In September 1983, surveyors recorded a roughly D-shaped enclosure measuring approximately 85 metres north to south and 80 metres east to west, its boundary defined by a drystone wall nearly three metres wide and up to 1.7 metres high. Drystone construction, built without mortar, is among the oldest and most durable forms of walling in Ireland, and this example was described as well-preserved. Less than eight years later, in April or May of 1991, land clearance operations levelled it almost completely.
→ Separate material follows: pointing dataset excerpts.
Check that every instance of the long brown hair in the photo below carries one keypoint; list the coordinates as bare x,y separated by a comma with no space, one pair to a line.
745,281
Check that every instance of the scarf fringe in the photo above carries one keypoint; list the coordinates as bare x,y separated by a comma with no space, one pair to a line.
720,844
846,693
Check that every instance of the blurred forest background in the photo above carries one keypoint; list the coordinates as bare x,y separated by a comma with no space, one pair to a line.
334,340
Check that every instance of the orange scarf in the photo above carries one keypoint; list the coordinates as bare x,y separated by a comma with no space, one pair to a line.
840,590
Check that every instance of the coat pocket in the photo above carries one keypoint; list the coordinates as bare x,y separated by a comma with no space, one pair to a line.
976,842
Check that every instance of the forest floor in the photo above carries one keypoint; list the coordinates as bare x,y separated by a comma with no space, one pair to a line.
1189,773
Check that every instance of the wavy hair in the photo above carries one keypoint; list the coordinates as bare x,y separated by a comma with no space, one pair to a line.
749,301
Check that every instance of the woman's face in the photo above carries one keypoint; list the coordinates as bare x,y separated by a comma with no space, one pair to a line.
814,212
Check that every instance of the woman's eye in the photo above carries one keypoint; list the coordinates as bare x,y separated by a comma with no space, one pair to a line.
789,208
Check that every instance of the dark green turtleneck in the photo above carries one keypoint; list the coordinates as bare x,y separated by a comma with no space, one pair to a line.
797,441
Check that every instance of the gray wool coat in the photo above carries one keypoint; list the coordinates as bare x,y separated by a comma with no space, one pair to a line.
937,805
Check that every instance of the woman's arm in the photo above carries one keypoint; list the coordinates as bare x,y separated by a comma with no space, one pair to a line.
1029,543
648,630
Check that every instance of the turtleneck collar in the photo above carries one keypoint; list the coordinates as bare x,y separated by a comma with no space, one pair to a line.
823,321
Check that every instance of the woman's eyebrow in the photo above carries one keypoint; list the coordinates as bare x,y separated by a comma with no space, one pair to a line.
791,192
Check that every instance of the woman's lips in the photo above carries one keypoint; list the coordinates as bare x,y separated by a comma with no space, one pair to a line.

The enclosure had attracted scholarly attention long before that. The antiquarian Thomas Johnson Westropp, who documented hundreds of monuments across Connacht and Munster in the early twentieth century, included a sketch plan of the site in 1919. He noted a gap at the north-north-east, and a slight trace of what appeared to be a mortar-built gateway at roughly the same point, suggesting a more elaborate entrance than the plain drystone wall might imply. When surveyors returned in 1983, they could find no definite surface trace of either feature. Inside the enclosure, a castle once stood, and a ringfort, the circular enclosed settlement that is one of the most common early medieval monument types in Ireland, lay just 25 metres to the north-west. The clustering of these features points to a landscape that was in continuous, layered use across many centuries. The irony is that a preservation order was made under the National Monuments Acts in 1991, the same year the monument was destroyed.